Ecuador's Attorney General Diego Garcia said this week that Occidental was seeking nearly $3.4 billion in damages from the Opec-member country. He said Ecuador was only willing to pay up to $417 million to Occidental. Ecuador is Opec's smallest member and produces around 500,000 barrels of crude oil a day. Ecuador's withdrawal from the ICSID in 2009 does not make the country exempt from the ruling because it was filed in 2006.
At the time, Occidental was Ecuador's largest oil investor, extracting around 100,000 barrels of oil per day. The company's operations are now controlled by state-run Petroamazonas. South America has been a tricky region this year for Occidental, the fourth-largest US oil company, with insurgent attacks in Colombia leading to reduced production of 7,000 barrels per day in the first quarter.
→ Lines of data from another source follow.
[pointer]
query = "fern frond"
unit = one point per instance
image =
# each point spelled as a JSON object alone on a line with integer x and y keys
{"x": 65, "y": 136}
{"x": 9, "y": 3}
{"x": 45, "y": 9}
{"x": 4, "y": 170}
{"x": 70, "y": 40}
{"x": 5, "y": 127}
A US appeals court also ruled in May that Oxy must defend against a class-action lawsuit brought by Peruvians accusing the company of polluting the rainforest there. California oil company Chevron Corp has been embroiled for two decades in similar litigation with indigenous Ecuadoreans over pollution in the Amazon. Ecuador has two other cases pending at the ICSID: one filed by Burlington Resources, a subsidiary of US energy company ConocoPhillips, and another by French oil company Perenco. The companies are seeking compensation related to confiscation of assets by the Ecuadorean government in 2009.
Investors often see arbitration as the only way to ensure fair legal proceedings in disputes with foreign countries where courts are often under the control of political leaders. Venezuela and Bolivia, whose leftist governments have nationalised foreign assets in recent years, have renounced the ICSID convention. The arbitration tribunal is still considering claims filed by foreign investors seeking large awards from other Latin American countries, including Mexico and Argentina. Occidental shares rose as much as 0.4 percent to $85.32 after hours on Friday following the ruling. The award is well above the $1.3 billion in profits earned by the Los Angeles-based company in the second quarter.